ChengjunWu / google-refine

Automatically exported from code.google.com/p/google-refine
Other
0 stars 0 forks source link

The common transform “Trim leading and trailing whitespace” doesn’t trim non-breaking spaces #604

Closed GoogleCodeExporter closed 8 years ago

GoogleCodeExporter commented 8 years ago
What steps will reproduce the problem?
1. Have a cell with “ x”as its value (the space being a non-breaking 
space).
2. Apply the common transform “Trim leading and trailing whitespace” to its 
column.

What is the expected output?
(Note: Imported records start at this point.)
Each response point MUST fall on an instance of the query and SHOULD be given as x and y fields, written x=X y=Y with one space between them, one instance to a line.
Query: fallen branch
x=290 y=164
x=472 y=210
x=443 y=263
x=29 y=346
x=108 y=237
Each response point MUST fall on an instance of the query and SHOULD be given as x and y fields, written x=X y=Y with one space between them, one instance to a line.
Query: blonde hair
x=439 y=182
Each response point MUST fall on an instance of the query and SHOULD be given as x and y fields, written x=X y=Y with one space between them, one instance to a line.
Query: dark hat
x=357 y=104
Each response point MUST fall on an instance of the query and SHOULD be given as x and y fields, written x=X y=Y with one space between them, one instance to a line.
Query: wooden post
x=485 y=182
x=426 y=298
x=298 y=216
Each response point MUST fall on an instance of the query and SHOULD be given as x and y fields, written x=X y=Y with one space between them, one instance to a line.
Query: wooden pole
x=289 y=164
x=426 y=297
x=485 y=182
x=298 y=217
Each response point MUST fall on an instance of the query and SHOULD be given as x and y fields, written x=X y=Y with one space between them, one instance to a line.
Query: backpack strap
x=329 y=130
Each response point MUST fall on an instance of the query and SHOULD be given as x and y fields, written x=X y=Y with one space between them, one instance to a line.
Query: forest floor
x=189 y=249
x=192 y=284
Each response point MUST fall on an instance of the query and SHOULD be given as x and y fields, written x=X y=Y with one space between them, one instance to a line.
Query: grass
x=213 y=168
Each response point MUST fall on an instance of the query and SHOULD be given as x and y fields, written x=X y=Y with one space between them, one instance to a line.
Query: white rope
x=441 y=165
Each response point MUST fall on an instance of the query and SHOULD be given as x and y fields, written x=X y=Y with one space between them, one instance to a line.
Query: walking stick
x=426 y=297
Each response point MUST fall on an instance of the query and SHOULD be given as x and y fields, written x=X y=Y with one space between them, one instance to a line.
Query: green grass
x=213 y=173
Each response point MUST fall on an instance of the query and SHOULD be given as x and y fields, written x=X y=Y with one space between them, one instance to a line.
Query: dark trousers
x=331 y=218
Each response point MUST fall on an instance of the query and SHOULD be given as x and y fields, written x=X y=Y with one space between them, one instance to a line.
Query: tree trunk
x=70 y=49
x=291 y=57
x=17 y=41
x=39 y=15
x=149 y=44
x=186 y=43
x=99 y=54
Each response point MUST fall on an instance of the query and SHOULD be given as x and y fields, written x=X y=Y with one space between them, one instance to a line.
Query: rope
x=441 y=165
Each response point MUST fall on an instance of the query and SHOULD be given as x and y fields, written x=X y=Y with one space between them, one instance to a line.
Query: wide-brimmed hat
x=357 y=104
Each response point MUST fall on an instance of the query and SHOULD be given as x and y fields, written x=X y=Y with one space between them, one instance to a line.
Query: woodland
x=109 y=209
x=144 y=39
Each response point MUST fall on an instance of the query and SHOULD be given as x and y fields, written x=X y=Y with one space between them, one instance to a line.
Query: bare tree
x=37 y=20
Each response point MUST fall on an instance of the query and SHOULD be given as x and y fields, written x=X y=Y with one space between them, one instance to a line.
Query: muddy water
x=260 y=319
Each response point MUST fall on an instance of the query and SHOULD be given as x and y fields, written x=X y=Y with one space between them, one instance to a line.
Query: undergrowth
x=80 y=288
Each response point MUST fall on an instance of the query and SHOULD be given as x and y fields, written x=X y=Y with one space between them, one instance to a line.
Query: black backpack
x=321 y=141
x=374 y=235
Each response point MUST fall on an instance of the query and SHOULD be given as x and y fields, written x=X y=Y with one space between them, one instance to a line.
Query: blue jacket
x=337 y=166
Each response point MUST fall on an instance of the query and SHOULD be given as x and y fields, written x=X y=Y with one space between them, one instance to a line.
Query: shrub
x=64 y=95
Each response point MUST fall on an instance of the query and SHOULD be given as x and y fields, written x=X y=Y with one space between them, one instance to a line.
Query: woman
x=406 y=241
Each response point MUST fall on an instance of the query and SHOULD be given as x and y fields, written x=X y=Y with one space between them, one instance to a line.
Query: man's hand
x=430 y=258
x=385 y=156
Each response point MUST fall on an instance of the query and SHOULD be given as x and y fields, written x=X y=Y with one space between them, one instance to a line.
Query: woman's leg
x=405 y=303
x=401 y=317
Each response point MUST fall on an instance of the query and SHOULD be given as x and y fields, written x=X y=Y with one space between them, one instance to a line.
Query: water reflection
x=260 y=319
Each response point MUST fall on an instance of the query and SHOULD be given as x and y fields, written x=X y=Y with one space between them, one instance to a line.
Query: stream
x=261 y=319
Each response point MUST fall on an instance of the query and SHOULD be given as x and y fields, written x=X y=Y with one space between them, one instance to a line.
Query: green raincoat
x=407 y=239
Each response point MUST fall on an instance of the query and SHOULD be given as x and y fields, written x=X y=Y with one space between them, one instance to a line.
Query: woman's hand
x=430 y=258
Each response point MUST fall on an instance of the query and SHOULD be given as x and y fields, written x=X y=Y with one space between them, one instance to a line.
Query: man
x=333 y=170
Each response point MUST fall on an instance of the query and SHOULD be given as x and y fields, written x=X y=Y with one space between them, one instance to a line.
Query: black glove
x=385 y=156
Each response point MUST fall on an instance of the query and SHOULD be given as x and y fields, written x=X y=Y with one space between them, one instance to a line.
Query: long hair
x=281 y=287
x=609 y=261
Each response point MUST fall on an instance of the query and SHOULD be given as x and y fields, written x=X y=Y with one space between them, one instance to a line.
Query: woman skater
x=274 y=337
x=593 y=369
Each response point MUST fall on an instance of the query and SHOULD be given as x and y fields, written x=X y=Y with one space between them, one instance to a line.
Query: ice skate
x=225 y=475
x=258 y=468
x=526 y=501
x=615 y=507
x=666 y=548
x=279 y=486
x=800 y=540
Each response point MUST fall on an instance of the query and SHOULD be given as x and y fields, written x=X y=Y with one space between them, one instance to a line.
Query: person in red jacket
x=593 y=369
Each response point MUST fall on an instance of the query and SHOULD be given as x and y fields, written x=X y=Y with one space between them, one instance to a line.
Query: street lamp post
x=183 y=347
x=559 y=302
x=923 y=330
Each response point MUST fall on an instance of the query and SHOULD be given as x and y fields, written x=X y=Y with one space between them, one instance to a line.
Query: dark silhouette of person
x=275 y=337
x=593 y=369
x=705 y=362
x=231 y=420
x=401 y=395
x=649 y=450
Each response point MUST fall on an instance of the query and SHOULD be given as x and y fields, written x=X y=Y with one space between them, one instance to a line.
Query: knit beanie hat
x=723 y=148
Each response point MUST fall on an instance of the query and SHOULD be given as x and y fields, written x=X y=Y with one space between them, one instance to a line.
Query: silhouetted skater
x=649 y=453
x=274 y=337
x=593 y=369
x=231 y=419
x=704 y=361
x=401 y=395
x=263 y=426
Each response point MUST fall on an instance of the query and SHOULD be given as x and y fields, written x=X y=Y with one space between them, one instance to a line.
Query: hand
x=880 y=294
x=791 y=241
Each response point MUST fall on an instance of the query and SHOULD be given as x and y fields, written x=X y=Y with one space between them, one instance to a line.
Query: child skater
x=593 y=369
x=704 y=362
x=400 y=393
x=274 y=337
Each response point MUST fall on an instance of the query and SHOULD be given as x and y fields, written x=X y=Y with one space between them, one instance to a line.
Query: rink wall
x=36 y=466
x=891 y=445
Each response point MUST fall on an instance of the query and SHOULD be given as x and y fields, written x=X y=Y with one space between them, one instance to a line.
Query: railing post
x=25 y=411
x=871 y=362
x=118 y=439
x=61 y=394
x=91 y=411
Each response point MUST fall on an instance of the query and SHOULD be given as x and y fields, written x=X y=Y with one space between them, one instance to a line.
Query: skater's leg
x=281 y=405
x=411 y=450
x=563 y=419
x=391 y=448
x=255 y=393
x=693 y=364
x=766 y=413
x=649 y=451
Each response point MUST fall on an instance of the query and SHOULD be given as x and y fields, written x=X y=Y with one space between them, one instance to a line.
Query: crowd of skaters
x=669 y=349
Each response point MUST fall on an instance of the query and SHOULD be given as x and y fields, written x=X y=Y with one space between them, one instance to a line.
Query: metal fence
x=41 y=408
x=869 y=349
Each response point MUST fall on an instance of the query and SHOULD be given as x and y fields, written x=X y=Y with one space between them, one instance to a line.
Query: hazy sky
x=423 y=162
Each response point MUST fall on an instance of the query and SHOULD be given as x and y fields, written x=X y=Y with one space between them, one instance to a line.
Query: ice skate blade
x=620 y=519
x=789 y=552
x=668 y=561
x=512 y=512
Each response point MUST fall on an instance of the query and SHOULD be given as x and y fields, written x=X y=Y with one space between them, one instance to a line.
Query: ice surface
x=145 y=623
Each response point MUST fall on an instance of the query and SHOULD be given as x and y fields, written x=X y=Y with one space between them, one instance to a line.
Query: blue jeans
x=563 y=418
What do you see instead?
The cell’s value should become “x”. Instead, it does not change.

What version of Google Refine are you using?
2.5

What operating system and browser are you using?
Mac OS X 10.7.4
Chrome Version 21.0.1180.75

Is this problem specific to the type of browser you're using or it happens
in all the browsers you tried?
The same behavior appears in Safari 6.0 (7536.25).

Please provide any additional information below.
Perhaps this is the intended behavior. But it does not reflect the function’s 
name (“Trim leading and trailing whitespace”).

Original issue reported on code.google.com by palpalpa...@gmail.com on 14 Aug 2012 at 7:00

GoogleCodeExporter commented 8 years ago
This function implements an "old-school" definition of whitespace as described 
here: http://docs.oracle.com/javase/1.4.2/docs/api/java/lang/String.html#trim()

There are lots of Unicode whitespace characters (em-space, en-space, thin 
space, nbsp, etc) which aren't included.

Original comment by tfmorris on 14 Aug 2012 at 8:03

GoogleCodeExporter commented 8 years ago
Updated to use the Guava method CharMatcher.WHITESPACE.trimFrom(s) in r2528.  
Still needs tests.

Original comment by tfmorris on 14 Aug 2012 at 8:11

GoogleCodeExporter commented 8 years ago
I've added some basic tests.  The two characters that the Guava method doesn't 
appear to handle are 0-width NBSP "\uFEFF" and Word Join "\u2060".  I'm not 
going rely on Guava for now rather than trying to work around this.

Original comment by tfmorris on 14 Aug 2012 at 11:03

GoogleCodeExporter commented 8 years ago

Original comment by tfmorris on 18 Sep 2012 at 3:05